Did that FMLA certification arrive illegible? Is the information provided too vague? Are the responses to the questions internally inconsistent? Do you suspect that it wasn’t filled out by a healthcare provider at all?

Employers navigating the FMLA maze – especially those who outsource the function – may not get the information they need in the certification. Many simply accept what they receive and designate the leave as FMLA without sufficient documentation. But that can hamper an employer’s legitimate efforts to work with an employee who has a medical condition down the road. Yes, it’s challenging, but it’s worth making sure the FMLA documentation you receive meets the statutory requirements.

First, when an employer becomes aware that an eligible employee has a potentially FMLA-qualifying condition, the employer should not wait for the employee to ask for leave. Once the employer is on notice, the employer should send the employee the Department of Labor’s Form WH-380 Certification of Health Care Provider and include with that form a description of the employee’s essential job functions. That job description is critical, as you are asking the doctor to advise whether the employee is incapacitated or needs intermittent leave or a part-time schedule, or whether the employee may experience episodic flare-ups that would periodically prevent the employee from performing the employee’s job functions. To answer that, the doctor needs to know what those job functions are.

The content of WH-380 Certification is supposed to include medical facts sufficient to support the need for leave, and information sufficient to establish that the employee cannot perform the essential functions of the employee’s job, as well as the nature of any other work restrictions and the likely duration of such inability. 29 C.F.R. § 825.306. If the employee is asking for intermittent leave, the completed form is supposed to provide sufficient information to establish the necessity for such intermittent leave or reduced schedule and an estimate of the dates of duration of such treatments or the periods of recovery. At the time the employee requests certification, the employer must also advise the employee of the anticipated consequences of failure to provide adequate certification.

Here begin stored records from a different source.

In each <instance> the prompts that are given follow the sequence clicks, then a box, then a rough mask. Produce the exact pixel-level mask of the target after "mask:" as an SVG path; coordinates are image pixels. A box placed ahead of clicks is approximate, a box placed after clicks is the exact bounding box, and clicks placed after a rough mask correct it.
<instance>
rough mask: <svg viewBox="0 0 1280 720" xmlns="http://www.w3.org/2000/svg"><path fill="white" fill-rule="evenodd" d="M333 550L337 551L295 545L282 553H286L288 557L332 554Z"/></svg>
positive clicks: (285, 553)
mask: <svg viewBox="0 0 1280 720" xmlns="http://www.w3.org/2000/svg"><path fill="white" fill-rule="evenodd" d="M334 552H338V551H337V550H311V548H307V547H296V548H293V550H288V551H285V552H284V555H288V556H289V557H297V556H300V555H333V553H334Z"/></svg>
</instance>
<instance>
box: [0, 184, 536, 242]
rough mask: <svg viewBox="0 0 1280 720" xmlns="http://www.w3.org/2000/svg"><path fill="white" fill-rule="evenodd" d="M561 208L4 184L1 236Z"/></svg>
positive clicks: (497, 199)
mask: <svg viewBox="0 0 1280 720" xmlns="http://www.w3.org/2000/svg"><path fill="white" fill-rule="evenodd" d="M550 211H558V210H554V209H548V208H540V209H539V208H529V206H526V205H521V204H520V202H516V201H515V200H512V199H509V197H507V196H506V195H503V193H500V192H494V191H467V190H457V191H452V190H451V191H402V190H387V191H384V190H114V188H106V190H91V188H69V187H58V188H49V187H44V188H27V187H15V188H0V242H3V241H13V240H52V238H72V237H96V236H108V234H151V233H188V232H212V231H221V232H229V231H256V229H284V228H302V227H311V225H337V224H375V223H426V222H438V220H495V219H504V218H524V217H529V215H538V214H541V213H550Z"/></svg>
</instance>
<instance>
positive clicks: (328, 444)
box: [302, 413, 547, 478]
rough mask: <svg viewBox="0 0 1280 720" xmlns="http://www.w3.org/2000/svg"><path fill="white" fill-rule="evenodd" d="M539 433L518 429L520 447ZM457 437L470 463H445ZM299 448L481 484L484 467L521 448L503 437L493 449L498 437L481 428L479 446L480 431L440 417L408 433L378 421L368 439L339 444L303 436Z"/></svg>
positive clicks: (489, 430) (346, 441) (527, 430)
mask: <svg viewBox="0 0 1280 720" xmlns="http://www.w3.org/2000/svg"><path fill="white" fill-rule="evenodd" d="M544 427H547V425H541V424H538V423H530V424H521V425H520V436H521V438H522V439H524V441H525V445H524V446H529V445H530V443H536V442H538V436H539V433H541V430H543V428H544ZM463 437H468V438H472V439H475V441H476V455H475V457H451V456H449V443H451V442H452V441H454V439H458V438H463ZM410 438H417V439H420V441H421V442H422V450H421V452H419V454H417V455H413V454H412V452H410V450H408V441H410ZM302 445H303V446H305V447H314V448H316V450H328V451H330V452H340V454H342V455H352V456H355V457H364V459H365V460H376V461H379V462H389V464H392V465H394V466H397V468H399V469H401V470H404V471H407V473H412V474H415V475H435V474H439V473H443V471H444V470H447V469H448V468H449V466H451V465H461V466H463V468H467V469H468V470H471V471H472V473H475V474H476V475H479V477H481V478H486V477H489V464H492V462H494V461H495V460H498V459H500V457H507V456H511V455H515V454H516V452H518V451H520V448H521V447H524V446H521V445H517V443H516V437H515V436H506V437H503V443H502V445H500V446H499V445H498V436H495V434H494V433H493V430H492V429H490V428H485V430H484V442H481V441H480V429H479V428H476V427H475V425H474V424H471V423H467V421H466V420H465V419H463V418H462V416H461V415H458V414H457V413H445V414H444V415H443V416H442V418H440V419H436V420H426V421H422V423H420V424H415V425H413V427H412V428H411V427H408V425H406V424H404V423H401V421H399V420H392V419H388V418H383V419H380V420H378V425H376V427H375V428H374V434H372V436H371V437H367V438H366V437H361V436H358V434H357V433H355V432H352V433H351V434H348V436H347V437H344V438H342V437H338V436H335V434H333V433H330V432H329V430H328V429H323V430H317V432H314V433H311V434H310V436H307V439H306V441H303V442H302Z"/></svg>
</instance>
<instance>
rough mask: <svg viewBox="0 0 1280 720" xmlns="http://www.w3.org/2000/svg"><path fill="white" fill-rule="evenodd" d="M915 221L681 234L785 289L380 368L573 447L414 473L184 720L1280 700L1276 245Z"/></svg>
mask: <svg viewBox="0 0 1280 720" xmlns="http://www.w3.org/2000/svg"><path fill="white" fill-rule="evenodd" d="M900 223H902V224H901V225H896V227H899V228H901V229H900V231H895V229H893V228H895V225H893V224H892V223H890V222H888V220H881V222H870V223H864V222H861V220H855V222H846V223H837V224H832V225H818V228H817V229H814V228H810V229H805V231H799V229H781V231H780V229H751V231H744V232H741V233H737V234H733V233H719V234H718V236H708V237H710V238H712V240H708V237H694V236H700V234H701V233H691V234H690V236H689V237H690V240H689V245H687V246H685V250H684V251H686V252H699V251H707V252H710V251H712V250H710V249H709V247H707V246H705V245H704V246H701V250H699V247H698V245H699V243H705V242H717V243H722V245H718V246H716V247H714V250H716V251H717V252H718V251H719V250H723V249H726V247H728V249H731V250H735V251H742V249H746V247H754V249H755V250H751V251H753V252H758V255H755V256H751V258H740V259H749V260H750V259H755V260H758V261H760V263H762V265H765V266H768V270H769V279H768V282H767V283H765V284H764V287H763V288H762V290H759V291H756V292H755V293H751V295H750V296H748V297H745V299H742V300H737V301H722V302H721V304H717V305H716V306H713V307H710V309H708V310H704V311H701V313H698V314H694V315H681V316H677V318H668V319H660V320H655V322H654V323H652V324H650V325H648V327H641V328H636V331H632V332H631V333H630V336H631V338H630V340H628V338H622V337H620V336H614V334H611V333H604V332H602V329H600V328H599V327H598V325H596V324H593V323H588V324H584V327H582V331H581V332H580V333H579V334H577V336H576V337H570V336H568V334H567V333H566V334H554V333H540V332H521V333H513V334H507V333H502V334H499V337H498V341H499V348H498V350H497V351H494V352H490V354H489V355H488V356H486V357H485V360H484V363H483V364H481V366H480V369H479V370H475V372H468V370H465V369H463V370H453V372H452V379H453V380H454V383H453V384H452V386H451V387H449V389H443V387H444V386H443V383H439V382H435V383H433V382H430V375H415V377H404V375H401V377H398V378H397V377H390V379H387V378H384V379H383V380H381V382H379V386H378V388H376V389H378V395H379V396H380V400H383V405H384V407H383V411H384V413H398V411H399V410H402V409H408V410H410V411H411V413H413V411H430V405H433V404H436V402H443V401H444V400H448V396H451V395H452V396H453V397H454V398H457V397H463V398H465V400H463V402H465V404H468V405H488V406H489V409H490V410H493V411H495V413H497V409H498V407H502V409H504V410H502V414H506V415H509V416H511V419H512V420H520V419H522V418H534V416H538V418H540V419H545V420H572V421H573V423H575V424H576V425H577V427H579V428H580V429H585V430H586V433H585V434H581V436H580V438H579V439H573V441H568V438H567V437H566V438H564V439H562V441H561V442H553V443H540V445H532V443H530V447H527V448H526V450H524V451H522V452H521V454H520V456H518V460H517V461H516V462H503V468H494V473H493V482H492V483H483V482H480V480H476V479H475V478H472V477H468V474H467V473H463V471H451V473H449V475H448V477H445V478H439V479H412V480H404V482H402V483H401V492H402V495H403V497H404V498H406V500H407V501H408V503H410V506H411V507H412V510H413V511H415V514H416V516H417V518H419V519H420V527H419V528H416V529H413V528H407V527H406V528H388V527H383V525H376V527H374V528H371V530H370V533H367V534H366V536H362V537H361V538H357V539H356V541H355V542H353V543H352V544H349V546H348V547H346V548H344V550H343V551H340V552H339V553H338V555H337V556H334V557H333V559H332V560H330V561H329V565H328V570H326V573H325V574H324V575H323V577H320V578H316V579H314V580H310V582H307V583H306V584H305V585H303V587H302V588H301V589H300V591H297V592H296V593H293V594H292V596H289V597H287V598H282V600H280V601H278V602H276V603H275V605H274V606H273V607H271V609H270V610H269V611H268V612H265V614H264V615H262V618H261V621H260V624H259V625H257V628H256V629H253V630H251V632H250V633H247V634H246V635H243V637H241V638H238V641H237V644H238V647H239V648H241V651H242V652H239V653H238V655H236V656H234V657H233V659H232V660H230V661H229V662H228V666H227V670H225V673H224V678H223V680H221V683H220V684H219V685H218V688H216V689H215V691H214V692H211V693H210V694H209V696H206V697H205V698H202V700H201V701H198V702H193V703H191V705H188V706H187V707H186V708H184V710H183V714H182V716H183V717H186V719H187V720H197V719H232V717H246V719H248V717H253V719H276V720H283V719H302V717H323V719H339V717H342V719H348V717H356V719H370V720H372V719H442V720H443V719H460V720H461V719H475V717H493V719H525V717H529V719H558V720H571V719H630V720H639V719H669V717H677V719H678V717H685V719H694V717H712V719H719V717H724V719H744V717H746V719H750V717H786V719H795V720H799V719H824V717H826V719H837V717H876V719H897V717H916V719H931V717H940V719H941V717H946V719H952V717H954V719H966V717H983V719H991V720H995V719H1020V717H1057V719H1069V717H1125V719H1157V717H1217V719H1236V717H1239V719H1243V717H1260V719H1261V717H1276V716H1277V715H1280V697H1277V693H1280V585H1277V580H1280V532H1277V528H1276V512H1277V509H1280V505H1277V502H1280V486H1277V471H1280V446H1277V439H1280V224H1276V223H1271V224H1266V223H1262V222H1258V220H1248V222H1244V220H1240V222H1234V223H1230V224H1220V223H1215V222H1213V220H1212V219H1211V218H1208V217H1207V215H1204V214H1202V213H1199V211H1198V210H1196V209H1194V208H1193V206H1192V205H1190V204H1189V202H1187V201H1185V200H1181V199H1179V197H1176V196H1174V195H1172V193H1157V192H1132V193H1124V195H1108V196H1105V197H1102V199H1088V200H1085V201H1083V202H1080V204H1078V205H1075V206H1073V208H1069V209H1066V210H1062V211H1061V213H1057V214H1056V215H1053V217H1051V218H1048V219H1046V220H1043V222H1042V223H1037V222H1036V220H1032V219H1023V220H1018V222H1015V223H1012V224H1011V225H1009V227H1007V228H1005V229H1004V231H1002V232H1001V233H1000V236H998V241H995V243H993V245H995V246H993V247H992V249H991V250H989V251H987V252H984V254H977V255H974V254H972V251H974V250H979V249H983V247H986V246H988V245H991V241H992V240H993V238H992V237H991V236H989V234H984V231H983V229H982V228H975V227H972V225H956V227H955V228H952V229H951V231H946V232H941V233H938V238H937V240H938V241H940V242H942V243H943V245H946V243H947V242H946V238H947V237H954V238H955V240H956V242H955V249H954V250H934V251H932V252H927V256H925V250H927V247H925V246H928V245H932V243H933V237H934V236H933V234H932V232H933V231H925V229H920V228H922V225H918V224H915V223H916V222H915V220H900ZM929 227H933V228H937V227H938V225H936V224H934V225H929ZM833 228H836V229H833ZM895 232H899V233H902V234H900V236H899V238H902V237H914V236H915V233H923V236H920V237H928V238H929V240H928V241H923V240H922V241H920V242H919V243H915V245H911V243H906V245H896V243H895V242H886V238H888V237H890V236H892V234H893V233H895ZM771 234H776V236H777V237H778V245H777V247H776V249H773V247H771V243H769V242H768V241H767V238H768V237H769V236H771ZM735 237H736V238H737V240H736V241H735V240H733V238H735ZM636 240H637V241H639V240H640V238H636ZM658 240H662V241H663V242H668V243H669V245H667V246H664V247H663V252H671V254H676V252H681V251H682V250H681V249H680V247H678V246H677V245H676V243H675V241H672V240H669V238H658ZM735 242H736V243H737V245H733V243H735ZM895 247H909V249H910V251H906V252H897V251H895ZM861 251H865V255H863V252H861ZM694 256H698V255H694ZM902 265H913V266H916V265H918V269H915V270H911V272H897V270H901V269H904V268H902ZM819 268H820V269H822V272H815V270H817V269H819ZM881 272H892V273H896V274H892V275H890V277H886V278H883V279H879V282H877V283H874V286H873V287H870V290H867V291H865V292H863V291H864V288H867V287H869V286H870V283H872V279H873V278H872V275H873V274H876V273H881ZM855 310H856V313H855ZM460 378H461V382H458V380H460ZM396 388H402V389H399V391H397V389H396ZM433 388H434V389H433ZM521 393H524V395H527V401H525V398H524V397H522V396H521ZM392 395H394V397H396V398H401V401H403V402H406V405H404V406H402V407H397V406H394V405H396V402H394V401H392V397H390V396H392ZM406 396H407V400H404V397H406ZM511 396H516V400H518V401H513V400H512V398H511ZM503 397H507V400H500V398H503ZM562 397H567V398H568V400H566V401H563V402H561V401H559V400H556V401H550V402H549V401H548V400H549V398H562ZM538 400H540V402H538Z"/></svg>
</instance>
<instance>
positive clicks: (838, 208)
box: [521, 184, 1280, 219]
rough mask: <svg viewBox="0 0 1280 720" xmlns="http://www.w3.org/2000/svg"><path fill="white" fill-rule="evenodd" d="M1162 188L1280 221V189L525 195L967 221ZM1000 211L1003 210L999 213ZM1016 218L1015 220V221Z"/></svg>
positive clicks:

Employers should keep in mind that a certification is considered insufficient if the information provided is vague, ambiguous or non-responsive. An employer may contact the health care provider to seek authentication or clarification of the certification, but must first give the employee the opportunity to cure any deficiencies. The employer must notify the employee in writing what additional information is necessary to make the certification sufficient. The employer must provide the employee with seven calendar days (unless not practicable, even if the employee acts in good faith) to cure such deficiency. 29 C.F.R. § 825.305

Let’s say a pediatric medical assistant six months into a high-risk pregnancy stops coming to work and seeks FMLA leave. She submits a certification from her provider which says that she is not currently incapacitated, but will be incapacitated for a single continuous period of time for six weeks post-delivery. However, the form also says she cannot do several of the essential functions of her job, including lifting, reaching, bending, standing or walking. The form is ambiguous since it says that she is not incapacitated, but the restrictions also make clear that she cannot perform the essential functions of the job. However, the employer cannot simply deny the leave, or send it back to the employee and say it is insufficient. The employer must notify the employee in writing what additional information is necessary to make the certification sufficient. The employer should explain in writing the internal inconsistency and ask the employee to have the doctor clarify whether she is currently unable to perform the essential functions of her job and therefore is incapacitated and needs full-time leave, or, alternatively, whether she is able perform the essential functions of her job and if so, whether there are any restrictions.  The employer needs to give her seven days to cure the deficiency. If the employee fails to do so, then the employer may deny FMLA leave. 29 C.F.R. § 825.305

Once the employer has given the employee the opportunity to cure, if the certification is still not sufficient, the employer may seek “clarification” by contacting the healthcare provider, but must use a healthcare provider, human resources professional, leave administrator or a management official to do so. The employee’s direct supervisor may not contact the employee’s health care provider under any circumstances.

Let’s say the certification provided is not internally inconsistent, but instead looks like it was filled out by the employee, not a healthcare provider. An employer is permitted to seek “authentication” by “providing the health care provider with a copy of the certification and requesting verification that the information contained on the certification form was completed and/or authorized by the health care provider who signed the document.” Again, the employer’s attempts to authenticate must be made by a health care provider, human resources professional, leave administrator, or management official.

All contact between the employer and the health care provider must comply with the requirements of the Health Insurance Portability and Accountability Act.

Complying with the FMLA and other leave laws requires navigating a minefield. Employers facing FMLA leave issues should consider consulting experienced labor and employment counsel.